What is Transpose of Matrix – Definition and Example

Here you will learn what is transpose of matrix with definition and examples.

Let’s begin –

What is Transpose of Matrix

Let A = \([a_{ij}]\) be a \(m\times n\) matrix. Then the transpose of A, denoted by \(A^{T}\) or A’, is an \(n\times m\) matrix such that

\((A^T)_{ij}\) = \(a_{ji}\) for all i = 1, 2, ….. , m;  j = 1, 2, ….., n.

Thus, \(A^{T}\) is obtained from A by changing its rows into columns and columns into rows.

for example, if A = \(\begin{bmatrix} 1 & 2 & 3 & 4\\ 2 &  3 & 4 & 1\\ 3 & 2 & 1 & 4  \end{bmatrix}\),

then \(A^T\) = \(\begin{bmatrix} 1 & 2 & 3 \\ 2 &  3 & 2 \\ 3 & 4 &  1 \\ 4 & 1 & 4  \end{bmatrix}\)

The first row of \(A^T\)  is the first column of A. The second row of \(A^T\) is the second column of A and so on.

Properties of Transpose

(a) for any matrix A, \((A^T)^T\) = A.

(b) for any two matrices A and B of the same order, \((A + B)^T)\) = \(A^T\) + \(B^T\).

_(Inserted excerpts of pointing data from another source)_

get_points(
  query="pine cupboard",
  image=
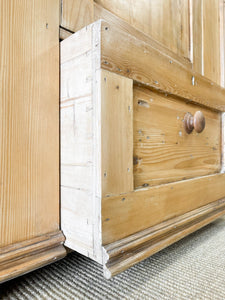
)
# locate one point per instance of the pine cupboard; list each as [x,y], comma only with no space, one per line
[29,136]
[134,159]
[142,131]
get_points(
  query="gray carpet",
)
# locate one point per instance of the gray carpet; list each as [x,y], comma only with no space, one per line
[193,268]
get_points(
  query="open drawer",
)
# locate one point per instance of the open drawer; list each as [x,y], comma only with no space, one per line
[141,147]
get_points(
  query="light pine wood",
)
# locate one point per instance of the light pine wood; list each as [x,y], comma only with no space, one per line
[76,14]
[125,253]
[77,142]
[29,131]
[117,133]
[124,215]
[149,66]
[163,151]
[101,218]
[29,123]
[189,29]
[20,258]
[165,21]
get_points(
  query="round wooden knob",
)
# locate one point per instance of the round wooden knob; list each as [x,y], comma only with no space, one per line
[197,122]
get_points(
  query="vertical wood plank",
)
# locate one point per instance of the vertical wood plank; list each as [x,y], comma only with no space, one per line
[197,34]
[117,133]
[211,40]
[76,14]
[207,41]
[29,119]
[167,21]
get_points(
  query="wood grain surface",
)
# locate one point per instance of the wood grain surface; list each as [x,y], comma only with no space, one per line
[126,214]
[117,133]
[29,119]
[163,151]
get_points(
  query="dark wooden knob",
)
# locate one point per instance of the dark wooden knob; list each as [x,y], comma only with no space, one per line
[196,122]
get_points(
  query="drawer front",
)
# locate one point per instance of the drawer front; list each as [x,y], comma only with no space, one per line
[163,151]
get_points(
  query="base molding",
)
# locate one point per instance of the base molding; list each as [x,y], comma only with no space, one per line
[123,254]
[23,257]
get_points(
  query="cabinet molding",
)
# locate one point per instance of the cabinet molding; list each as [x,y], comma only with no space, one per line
[26,256]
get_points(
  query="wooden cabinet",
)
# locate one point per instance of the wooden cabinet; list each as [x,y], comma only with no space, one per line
[133,179]
[29,136]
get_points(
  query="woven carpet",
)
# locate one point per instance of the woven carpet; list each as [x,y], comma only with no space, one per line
[193,268]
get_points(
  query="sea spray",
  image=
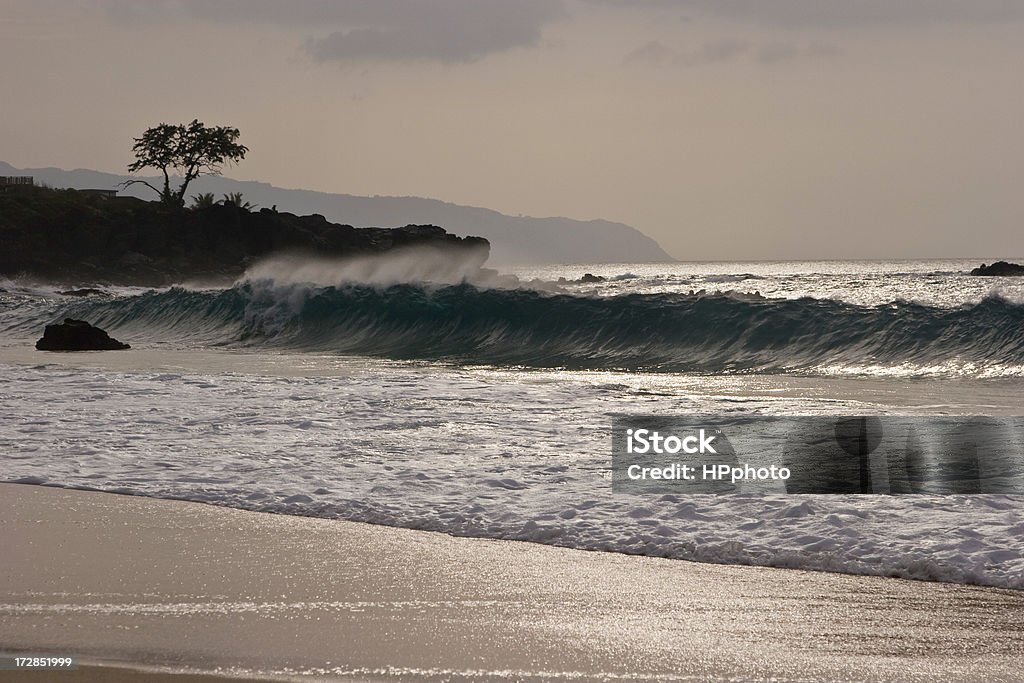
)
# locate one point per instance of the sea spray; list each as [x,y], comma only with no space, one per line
[465,324]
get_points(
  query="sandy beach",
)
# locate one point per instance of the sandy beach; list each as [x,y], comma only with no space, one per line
[167,586]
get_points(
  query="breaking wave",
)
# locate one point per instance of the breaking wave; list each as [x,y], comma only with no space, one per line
[643,332]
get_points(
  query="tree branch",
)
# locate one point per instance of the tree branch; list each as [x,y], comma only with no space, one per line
[138,181]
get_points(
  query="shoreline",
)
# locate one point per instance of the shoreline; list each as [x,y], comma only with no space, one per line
[174,586]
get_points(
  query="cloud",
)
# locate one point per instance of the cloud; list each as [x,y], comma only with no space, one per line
[446,31]
[657,53]
[470,32]
[839,13]
[653,52]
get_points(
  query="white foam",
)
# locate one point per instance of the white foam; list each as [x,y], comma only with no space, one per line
[504,455]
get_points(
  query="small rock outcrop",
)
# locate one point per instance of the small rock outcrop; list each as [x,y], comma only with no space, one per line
[999,269]
[75,335]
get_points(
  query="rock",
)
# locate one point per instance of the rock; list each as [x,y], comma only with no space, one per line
[999,268]
[75,335]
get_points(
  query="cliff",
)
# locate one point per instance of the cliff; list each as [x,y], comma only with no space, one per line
[71,237]
[513,239]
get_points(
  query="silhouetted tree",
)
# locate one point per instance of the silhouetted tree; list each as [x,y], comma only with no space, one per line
[238,199]
[185,151]
[203,201]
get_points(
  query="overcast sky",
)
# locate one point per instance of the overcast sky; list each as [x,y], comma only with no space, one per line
[745,129]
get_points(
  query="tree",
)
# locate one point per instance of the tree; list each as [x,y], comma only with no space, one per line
[203,201]
[186,152]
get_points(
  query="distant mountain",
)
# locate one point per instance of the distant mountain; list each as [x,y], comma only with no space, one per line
[513,239]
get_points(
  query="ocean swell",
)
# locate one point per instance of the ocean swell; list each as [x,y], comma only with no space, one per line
[518,327]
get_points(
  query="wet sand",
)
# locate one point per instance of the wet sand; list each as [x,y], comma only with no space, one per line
[173,586]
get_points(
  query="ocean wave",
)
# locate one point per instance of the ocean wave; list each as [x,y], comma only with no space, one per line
[641,332]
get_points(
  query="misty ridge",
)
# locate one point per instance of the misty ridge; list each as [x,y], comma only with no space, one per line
[514,240]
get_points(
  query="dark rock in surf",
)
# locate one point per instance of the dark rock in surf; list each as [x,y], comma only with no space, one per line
[999,269]
[75,335]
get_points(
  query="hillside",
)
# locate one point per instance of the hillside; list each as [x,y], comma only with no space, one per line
[513,239]
[66,236]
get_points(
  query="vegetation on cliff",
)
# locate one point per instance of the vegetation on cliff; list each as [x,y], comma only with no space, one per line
[67,236]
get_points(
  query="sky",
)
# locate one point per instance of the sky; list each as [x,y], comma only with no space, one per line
[725,129]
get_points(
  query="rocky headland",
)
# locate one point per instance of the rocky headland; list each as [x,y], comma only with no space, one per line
[65,236]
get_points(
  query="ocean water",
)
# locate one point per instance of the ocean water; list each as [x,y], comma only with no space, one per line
[480,403]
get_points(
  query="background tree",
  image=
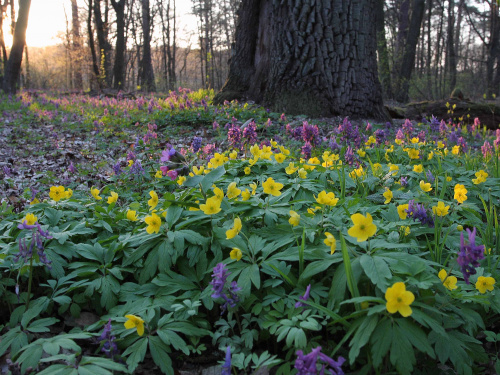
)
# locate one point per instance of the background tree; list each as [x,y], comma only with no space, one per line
[309,57]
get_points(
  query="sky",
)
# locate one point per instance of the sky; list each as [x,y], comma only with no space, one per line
[47,21]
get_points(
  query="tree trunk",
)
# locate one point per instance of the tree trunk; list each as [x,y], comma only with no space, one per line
[78,80]
[13,67]
[383,55]
[147,74]
[119,65]
[408,59]
[307,57]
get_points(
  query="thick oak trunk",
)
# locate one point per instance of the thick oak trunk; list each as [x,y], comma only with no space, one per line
[13,68]
[307,57]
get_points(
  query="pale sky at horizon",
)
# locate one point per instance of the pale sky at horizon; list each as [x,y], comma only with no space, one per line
[47,21]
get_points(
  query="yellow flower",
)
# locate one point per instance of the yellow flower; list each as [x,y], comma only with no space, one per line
[291,169]
[235,230]
[30,219]
[57,192]
[449,282]
[425,186]
[387,195]
[246,195]
[153,222]
[218,193]
[135,322]
[113,198]
[236,254]
[181,180]
[95,193]
[153,202]
[402,211]
[480,177]
[440,210]
[131,215]
[271,187]
[363,227]
[399,299]
[331,242]
[327,198]
[294,218]
[460,193]
[280,158]
[418,168]
[232,190]
[485,283]
[211,206]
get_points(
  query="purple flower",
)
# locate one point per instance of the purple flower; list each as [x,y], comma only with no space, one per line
[196,144]
[226,367]
[304,298]
[469,255]
[307,364]
[227,293]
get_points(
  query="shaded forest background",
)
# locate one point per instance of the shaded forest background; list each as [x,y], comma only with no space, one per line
[426,48]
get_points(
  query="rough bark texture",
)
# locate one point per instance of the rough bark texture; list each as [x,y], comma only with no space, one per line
[13,68]
[147,75]
[307,57]
[119,65]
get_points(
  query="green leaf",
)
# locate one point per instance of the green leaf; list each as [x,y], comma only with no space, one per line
[159,352]
[377,270]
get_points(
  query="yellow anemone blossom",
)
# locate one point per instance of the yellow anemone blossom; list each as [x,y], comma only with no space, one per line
[399,299]
[272,187]
[460,193]
[232,190]
[235,230]
[135,322]
[131,215]
[402,211]
[449,282]
[236,254]
[57,192]
[211,206]
[440,210]
[425,186]
[113,198]
[30,219]
[331,242]
[294,218]
[153,222]
[363,227]
[485,283]
[95,193]
[153,202]
[387,195]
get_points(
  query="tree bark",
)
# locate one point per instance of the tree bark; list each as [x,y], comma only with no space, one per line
[408,59]
[119,64]
[13,67]
[307,57]
[147,74]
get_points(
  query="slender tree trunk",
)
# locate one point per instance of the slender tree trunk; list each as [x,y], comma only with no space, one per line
[383,55]
[147,76]
[307,57]
[13,67]
[119,64]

(c) If A is a matrix and k is a scalar, then \((kA)^T\) = k\((A^T)\).

(d) If A and B are two matrices such that AB is defined, then \((AB)^T\) = \(B^T\)\(A^T\).

Generalisation : If A, B, C are three matrices confirmable for the products (AB)C and A(BC), then \((ABC)^T\) = \(C^T\)\(B^T\)\(A^T\).

The above law is called reversal law for transposes i.e. the transpose of the product is the product of the transposes taken in the reverse order.

Example : If A = \(\begin{bmatrix} -1 \\ 2 \\ 3 \end{bmatrix}\) and B = \(\begin{bmatrix} -2 & -1 & -4 \end{bmatrix}\), verify that \((AB)^T\) = \(B^T\) \(A^T\)

Solution : We have,

A = \(\begin{bmatrix} -1 \\ 2 \\ 3 \end{bmatrix}\) and B = \(\begin{bmatrix} -2 & -1 & -4 \end{bmatrix}\)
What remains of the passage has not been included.